Note: If you can dig up a copy of Intel's System Programming Guide from when Pentium was first released (mid 1990s - not sure if it's available online anymore - I have archived copies since the 1980s) you'll find that Intel documented the time stamp counter as something that "can be used to monitor and identify the relative time of occurrence of processor events". They guaranteed that (excluding 64-bit wrap-around) it would monotonically increase (but not that it would increase at a fixed rate) and that it'd take a minimum of 10 years before it wrapped around. The latest revision of the manual documents the time stamp counter with more detail, stating that for older CPUs (P6, Pentium M, older Pentium 4) the time stamp counter "increments with every internal processor clock cycle" and that "Intel(r) SpeedStep(r) technology transitions may impact the processor clock"; and that newer CPUs (newer Pentium 4, Core Solo, Core Duo, Core 2, Atom) the TSC increments at a constant rate (and that this is the "architectural behaviour moving forward"). Essentially, from the very beginning it was a (variable) "internal cycle counter" to be used for a time-stamp (and not a time counter to be used to track "wall clock" time), and this behaviour changed soon after the year 2000 (based on Pentium 4 release date).

Solution 2:

  1. do not use avg value

    Use the smallest one or avg of smaller values instead (to get avg because of CACHE's) because the bigger ones has been interrupted by OS multi tasking.

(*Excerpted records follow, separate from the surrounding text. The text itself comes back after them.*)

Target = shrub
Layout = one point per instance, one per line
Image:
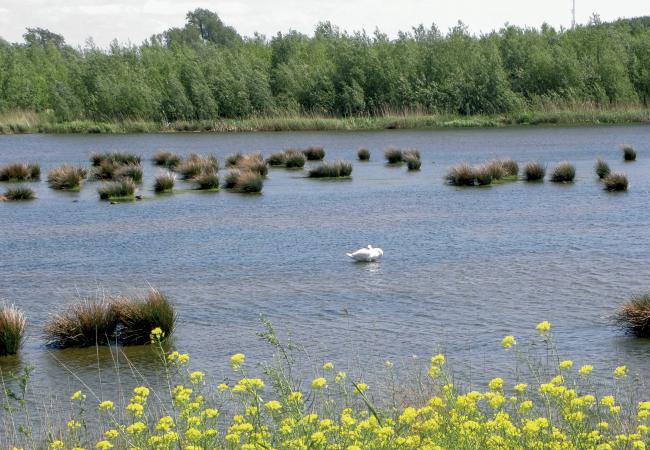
(12, 329)
(534, 171)
(314, 153)
(629, 154)
(20, 172)
(166, 159)
(206, 181)
(602, 168)
(293, 159)
(66, 177)
(615, 182)
(634, 315)
(461, 175)
(123, 189)
(164, 183)
(136, 317)
(394, 155)
(336, 169)
(132, 171)
(564, 172)
(82, 324)
(19, 193)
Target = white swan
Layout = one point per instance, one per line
(367, 254)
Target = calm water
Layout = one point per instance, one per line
(462, 267)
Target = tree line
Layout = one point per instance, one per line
(206, 70)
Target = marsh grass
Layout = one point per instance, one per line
(602, 168)
(118, 190)
(66, 177)
(615, 181)
(164, 183)
(20, 172)
(629, 154)
(394, 155)
(166, 159)
(634, 316)
(83, 323)
(564, 172)
(12, 329)
(534, 171)
(135, 317)
(19, 193)
(314, 153)
(336, 169)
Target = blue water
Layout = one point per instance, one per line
(462, 267)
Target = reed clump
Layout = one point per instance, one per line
(336, 169)
(314, 153)
(19, 193)
(118, 190)
(66, 177)
(20, 172)
(534, 171)
(616, 181)
(12, 329)
(166, 159)
(602, 168)
(634, 315)
(564, 172)
(629, 154)
(164, 183)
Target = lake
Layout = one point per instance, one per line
(461, 267)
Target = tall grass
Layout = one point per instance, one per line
(564, 172)
(12, 329)
(117, 190)
(336, 169)
(20, 172)
(534, 171)
(634, 315)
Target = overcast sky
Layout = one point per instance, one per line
(135, 20)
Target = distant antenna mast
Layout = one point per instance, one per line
(573, 15)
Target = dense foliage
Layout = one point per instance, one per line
(206, 70)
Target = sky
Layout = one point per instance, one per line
(135, 20)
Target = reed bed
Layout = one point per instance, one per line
(12, 329)
(66, 177)
(564, 172)
(615, 181)
(336, 169)
(20, 172)
(118, 190)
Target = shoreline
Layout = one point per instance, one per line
(29, 123)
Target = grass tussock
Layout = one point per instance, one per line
(164, 183)
(66, 177)
(19, 193)
(564, 172)
(12, 329)
(166, 158)
(629, 154)
(118, 190)
(394, 155)
(616, 181)
(314, 153)
(20, 172)
(634, 315)
(534, 171)
(137, 316)
(336, 169)
(602, 168)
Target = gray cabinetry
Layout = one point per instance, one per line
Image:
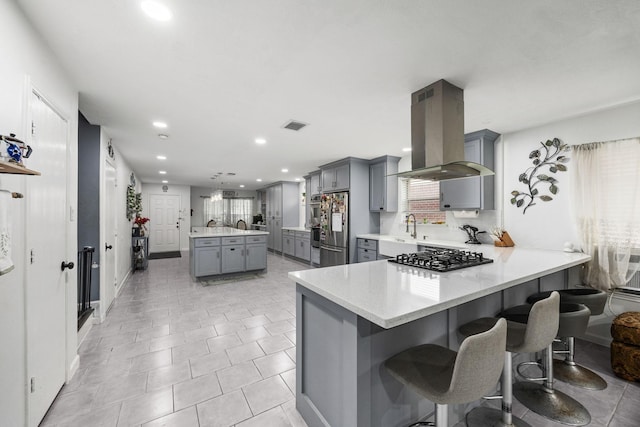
(303, 245)
(335, 178)
(288, 242)
(205, 255)
(256, 253)
(383, 184)
(475, 192)
(232, 254)
(367, 250)
(282, 211)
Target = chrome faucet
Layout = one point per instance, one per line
(415, 233)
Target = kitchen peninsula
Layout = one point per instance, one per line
(351, 318)
(215, 251)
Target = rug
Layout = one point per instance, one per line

    You could also remember all values and then found the OS process granularity boundary and filter out all values after this boundary (usually > 1ms which is easily detectable)

    enter image description here

  2. no need to measure overhead of RDTSC

    You just measure offseted by some time and the same offset is present in both times and after substraction it is gone.

  3. for variable clock source of RDTS (like on laptops)

    You should change the speed of CPU to its max by some steady intensive computation loop usually few seconds are enough. You should measure the CPU frequency continuosly and start measure your thing only when it is stable enough.

Solution 3:

If you code starts off on one processor then swaps to another, the timestamp difference may be negative due to processors sleeping etc.

Try setting the processor affinity before you start measuring.

I can't see if you are running under Windows or Linux from the question, so I'll answer for both.

Windows:

DWORD affinityMask = 0x00000001L;
SetProcessAffinityMask(GetCurrentProcessId(), affinityMask);

Linux:

cpu_set_t cpuset;
CPU_ZERO(&cpuset);
CPU_SET(0, &cpuset);
sched_setaffinity (getpid(), sizeof(cpuset), &cpuset)